According to Cooper, “ants are going to survey their entire environment and if the home is within their surveying territory, then it gets included in the areas that they are scouting for food resources. If they don’t find food resources, they may occasionally re-scout those areas periodically. However, if they do find a food resources, then that may result in chronic or persistent activity.”
Generally carpenter ants are most active at night while they search for food. During the warm months they feed on other insects or substances obtained from other insects, such as a sugary secretion known as “honeydew,” produced from aphids. However, during the colder months the ants remain largely dormant and only become active when temperatures become warm or if their colony is located near a heat source, such as a heating duct in the wall.
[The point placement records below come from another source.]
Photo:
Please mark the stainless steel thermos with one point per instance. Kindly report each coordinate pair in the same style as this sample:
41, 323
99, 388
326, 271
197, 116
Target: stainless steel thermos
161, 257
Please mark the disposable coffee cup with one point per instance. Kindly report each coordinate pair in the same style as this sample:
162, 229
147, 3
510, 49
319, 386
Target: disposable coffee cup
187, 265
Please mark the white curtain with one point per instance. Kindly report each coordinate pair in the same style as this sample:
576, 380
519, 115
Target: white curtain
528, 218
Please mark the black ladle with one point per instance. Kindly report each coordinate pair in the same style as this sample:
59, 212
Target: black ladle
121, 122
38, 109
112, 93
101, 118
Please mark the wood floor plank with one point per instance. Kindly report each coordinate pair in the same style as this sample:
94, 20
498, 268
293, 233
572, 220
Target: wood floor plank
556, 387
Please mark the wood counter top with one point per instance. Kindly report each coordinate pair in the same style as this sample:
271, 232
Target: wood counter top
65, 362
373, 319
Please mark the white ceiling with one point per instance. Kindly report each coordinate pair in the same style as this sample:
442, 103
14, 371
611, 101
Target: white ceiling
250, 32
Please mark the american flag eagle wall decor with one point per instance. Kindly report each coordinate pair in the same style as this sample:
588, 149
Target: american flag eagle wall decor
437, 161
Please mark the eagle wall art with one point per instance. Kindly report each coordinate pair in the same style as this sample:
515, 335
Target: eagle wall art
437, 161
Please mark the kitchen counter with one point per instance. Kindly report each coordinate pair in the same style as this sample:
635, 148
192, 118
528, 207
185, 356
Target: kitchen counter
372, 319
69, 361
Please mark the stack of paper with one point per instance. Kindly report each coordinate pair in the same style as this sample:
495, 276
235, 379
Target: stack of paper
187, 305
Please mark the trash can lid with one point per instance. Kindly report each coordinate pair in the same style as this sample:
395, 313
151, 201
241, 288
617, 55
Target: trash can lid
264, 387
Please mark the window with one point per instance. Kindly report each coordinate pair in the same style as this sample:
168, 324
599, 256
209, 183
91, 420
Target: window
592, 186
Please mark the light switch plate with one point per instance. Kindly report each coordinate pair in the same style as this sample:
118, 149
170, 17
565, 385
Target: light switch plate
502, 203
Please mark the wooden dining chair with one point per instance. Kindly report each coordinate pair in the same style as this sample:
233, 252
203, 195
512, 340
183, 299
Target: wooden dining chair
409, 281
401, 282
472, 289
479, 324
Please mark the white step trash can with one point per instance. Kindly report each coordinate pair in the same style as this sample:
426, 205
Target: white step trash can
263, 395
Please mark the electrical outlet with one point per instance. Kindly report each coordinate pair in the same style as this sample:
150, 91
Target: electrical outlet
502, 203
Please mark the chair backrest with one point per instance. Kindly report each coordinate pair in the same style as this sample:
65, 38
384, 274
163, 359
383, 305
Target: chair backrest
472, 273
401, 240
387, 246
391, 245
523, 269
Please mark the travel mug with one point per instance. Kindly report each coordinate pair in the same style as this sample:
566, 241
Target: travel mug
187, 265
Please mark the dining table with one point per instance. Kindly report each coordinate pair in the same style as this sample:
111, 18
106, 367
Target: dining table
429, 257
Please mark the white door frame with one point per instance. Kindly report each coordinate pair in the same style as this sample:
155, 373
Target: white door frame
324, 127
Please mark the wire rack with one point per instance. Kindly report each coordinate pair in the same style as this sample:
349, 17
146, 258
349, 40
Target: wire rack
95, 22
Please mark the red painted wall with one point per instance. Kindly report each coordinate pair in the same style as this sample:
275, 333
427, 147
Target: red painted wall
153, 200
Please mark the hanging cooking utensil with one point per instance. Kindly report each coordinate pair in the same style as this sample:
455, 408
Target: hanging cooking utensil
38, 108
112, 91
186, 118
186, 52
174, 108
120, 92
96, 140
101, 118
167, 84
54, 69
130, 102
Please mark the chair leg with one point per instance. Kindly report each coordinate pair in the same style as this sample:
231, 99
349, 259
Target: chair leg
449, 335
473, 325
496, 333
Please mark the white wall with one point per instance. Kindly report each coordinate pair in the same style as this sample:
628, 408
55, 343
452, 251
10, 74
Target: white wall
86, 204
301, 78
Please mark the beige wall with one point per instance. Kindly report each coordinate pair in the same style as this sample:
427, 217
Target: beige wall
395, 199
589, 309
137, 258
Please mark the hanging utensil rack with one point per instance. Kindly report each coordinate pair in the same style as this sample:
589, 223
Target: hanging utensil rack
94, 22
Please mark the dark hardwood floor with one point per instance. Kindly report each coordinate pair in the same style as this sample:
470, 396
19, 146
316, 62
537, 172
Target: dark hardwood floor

The biggest concern with ant infestations within your home is the potential for disease. Ants are constantly moving back and forth, indoors and back out, picking up germs along the way. This means that bacteria living on the ground or in your pipes can surface and spread if ants cross your food. Sugar ants are the most likely to cause infection because of their specific attraction to sugary and greasy foods such as cookies and chips. Pharaoh ants, another type of sugar ant, are known to be carriers of Staphylococcus, a bacterial infection that humans can contract. There is also a chance that you can contract salmonella from eating food that ants have come in contact with. By crawling across your food, they can spread salmonella for you to ingest. The best way to avoid these situations is to engage in proactive ant prevention measures and professional ant control services.
Schedule our One-Time Ant Control service online to get rid of tiny black ants with same day or next day service.
Carpenter ants have large jaws that are strong enough to bite through wood, so, needless to say, they are capable of biting into your skin as well. However, they are not looking to
bite humans or animals unless they feel threatened. The initial bite can be rather painful and is followed by localized irritation similar to a bee sting. Despite the fact that they hurt, carpenter ants rarely bite, and the bites are essentially harmless, as carpenter ants don’t spread disease. Carpenter ants can cause damage to wood structures (usually wood that has been moistened and is damp or weakened by decay). Since they tend to keep coming back year after year, they can also be difficult to control on your own.
Your kitchen is the most common place to find nuisance ants. They are attracted to resources such as food and water to keep the colony alive and growing. Inevitably, your family will end up dropping small crumbs after snacks and meals without knowing it. Unless you are hyper vigilant about cleaning and sweeping your floors, crumbs are bound to exist. Even if you use extreme care, keeping your kitchen floor clean, ants are also attracted to other food sources that you may not realize.
Pet food bowls are a perfect way for small ants and other pests to thrive in your kitchen. Throw away uneaten pet food or lift it away from the floor into a sealed container at the end of each day to avoid this scenario. Ants and other pests can easily find pet food in poorly sealed containers such as the large paper bags that they come in. Frequently dumping water from their bowl can deter ants even further. Be sure to also clean the area around the bowls since dogs and cats aren’t always the tidiest when it comes to eating and drinking, and they create crumbs and water droplets that attract ants.